Edit: This answer the case of embedded surface, which is different from the question above!
(Yes. Note that the normal bundle of $S$ in $M$ is an oriented 1-dimensional bundle, in a natural way (by "dividing" the orientation from $M$ by the orientation from $S$). This implies that its restriction to $\gamma$ is trivial, so you can choose a non-zero section $X$. Now you can define the isotopy $\gamma_s(t) = Exp_{\gamma(t)}(sX(t))$ for some choice of Riemannian metric say, and for $s$ in a small enough neighborhood of $0$ this gives you a disjoint isotopic curve.)

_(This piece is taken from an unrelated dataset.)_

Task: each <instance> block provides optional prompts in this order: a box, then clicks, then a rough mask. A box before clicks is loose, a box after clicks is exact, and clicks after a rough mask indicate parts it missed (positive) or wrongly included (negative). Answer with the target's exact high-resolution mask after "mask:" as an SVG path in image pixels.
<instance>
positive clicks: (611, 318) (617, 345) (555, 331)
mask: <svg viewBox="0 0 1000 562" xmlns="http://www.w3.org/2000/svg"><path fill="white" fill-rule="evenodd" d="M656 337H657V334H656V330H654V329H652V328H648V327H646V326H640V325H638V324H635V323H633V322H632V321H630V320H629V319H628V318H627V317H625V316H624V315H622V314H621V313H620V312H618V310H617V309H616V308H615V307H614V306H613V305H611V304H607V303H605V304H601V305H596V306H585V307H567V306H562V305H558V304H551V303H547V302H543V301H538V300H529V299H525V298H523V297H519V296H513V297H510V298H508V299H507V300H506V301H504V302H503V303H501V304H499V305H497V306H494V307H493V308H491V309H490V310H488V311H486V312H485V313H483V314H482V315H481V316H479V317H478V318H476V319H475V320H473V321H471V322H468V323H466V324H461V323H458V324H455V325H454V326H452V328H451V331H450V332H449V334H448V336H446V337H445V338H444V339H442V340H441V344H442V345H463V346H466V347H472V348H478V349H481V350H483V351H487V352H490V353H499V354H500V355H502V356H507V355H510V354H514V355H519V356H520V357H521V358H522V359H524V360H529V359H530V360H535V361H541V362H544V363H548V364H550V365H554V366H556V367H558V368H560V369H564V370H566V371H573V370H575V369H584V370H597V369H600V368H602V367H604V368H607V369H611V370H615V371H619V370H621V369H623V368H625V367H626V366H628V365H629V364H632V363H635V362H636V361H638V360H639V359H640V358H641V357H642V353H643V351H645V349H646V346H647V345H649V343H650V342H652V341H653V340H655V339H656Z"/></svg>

And now for the general case. In general I think that the answer is no. Consider for example the map $S^1 \times S^1 \to S^2$ of degree 1. It can be chosen smooth, e.g. by the standard $"(\theta,\phi)"$ parametrization of the 2-sphere. Now consider the map $S^1 \times S^1 \to S^1 \times S^2$ which is the product of this map with the identity. Let $\gamma$ denote the first coordinate circle in $S^1 \times S^1$. Then the image of $S^1 \times S^1$ in the homology of $S^1 \times S^2$ is $[\{0\} \times S^2]$ because of the assumption on the degree. But the image of $\gamma$ is is clearly $[S^1 \times \{0\}]$, it is really just a parametrization of a coordinare circle. So they intersect non-trivially by the intersection pairing on homology.